In a letter Wednesday organized by the Association of American Universities and the Association of Public and Land-grant Universities, 165 college presidents called on President Barack Obama and Congress to end across-the-board federal budget cuts known as sequestration.
They warned that the cuts will lead to a "less prepared, less highly skilled U.S. workforce, fewer U.S.-based scientific and technological breakthroughs, fewer U.S.-based patents, and fewer U.S. start-ups, products, and jobs."
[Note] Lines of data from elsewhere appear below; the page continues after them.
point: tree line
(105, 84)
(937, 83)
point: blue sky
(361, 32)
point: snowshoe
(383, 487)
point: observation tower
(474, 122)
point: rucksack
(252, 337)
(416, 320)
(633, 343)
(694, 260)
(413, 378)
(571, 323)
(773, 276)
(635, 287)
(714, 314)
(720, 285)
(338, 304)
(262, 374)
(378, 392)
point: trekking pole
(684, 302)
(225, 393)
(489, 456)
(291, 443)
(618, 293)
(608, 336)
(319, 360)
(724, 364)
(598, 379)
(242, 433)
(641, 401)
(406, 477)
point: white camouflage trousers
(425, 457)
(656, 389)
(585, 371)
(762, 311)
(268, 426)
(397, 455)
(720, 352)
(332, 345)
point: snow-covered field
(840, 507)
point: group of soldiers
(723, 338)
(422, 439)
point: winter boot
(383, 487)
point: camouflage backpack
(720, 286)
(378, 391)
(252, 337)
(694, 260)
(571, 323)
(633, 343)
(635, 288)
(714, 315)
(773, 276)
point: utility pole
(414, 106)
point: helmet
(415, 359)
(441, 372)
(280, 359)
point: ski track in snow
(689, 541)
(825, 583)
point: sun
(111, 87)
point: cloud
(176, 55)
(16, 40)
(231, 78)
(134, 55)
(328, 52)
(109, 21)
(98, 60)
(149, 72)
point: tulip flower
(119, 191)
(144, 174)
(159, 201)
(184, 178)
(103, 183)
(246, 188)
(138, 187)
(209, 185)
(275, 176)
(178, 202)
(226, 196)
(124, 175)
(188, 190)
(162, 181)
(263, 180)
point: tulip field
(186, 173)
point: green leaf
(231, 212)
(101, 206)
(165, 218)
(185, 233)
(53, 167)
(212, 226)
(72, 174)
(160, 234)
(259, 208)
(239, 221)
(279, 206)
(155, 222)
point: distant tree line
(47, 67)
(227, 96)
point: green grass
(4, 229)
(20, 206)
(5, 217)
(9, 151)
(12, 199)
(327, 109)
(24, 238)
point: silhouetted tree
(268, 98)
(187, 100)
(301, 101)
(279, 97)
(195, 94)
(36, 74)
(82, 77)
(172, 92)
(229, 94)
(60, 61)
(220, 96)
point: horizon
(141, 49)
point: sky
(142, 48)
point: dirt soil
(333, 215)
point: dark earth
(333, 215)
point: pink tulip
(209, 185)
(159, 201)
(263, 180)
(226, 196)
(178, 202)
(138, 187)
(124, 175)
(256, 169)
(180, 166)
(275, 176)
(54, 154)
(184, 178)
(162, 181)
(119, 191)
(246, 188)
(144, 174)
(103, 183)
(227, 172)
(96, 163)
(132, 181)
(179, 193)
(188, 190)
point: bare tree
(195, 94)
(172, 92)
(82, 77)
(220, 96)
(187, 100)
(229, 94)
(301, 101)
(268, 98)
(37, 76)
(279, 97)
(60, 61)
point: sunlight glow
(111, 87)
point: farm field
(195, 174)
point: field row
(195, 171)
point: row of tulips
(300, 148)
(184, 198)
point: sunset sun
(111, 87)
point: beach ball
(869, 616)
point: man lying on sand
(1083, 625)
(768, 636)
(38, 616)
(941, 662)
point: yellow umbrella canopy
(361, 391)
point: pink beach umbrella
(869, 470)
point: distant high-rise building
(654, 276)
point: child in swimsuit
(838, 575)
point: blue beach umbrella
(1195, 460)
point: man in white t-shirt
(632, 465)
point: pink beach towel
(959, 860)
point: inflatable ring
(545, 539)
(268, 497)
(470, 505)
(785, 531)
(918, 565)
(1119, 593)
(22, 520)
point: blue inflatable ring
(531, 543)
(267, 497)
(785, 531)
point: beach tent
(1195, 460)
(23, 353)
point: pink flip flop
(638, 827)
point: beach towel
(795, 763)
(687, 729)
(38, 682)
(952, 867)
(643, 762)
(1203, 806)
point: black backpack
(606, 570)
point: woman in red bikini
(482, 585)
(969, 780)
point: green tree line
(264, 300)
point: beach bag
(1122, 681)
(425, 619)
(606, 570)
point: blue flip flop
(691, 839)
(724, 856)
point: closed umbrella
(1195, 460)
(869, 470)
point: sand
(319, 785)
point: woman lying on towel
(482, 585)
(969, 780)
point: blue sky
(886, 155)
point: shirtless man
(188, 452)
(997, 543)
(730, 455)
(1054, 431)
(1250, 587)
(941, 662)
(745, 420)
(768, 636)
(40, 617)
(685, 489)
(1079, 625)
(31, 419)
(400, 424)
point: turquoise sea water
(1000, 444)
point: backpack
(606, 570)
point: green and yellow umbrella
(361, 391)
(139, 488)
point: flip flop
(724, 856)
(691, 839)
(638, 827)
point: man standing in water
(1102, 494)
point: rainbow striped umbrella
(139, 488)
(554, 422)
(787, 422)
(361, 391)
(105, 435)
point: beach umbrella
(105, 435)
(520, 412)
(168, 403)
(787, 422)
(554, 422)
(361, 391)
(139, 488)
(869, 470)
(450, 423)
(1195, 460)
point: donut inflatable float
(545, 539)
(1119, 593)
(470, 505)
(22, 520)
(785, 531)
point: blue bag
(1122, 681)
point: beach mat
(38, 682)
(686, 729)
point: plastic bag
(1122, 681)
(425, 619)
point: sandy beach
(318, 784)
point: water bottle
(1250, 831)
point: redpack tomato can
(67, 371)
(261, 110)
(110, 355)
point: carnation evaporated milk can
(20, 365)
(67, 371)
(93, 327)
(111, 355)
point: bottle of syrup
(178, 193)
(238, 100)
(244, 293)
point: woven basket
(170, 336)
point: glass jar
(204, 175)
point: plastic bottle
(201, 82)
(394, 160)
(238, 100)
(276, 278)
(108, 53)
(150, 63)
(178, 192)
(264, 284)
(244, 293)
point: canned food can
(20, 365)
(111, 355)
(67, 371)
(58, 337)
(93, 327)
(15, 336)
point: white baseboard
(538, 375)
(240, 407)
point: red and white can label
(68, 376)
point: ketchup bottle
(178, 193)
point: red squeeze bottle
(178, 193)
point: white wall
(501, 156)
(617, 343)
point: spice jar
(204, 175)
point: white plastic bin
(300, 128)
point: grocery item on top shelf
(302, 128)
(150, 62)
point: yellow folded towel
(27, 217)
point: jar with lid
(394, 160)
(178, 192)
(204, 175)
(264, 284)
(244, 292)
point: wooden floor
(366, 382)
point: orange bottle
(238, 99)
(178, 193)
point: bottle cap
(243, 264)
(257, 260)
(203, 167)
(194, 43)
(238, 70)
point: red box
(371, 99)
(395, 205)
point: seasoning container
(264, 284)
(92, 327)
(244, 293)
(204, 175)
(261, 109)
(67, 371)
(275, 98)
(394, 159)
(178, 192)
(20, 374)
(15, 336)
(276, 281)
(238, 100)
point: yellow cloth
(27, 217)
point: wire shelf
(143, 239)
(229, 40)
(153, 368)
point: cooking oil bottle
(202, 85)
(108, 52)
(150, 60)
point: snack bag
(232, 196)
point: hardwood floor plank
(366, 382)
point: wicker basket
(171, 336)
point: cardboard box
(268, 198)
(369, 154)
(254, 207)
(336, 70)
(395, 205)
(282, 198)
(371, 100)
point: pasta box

The higher education leaders also pointed to past innovations that came through federally-funded scientific research -- including the Internet, GPS, lasers and vaccines -- to call for "sustained strategic federal investments in research and student financial aid."
The letter comes as congressional Democrats and the White House are contemplating a short-term fix to sequestration. House Republicans, on the other hand, have formulated bills to make the non-defense cuts even deeper.
Sequestration's cuts to scientific research are real. The National Institutes of Health will cut $1.7 billion and fund 700 fewer grants this fiscal year. At a recent research conference, Steven Warren, vice chancellor for research at the University of Kansas, called the cuts "a slowly growing cancer."
CORRECTION: An earlier version of this article mistakenly attributed the letter to 165 university professors, when in fact it was signed by the same number of university and college presidents.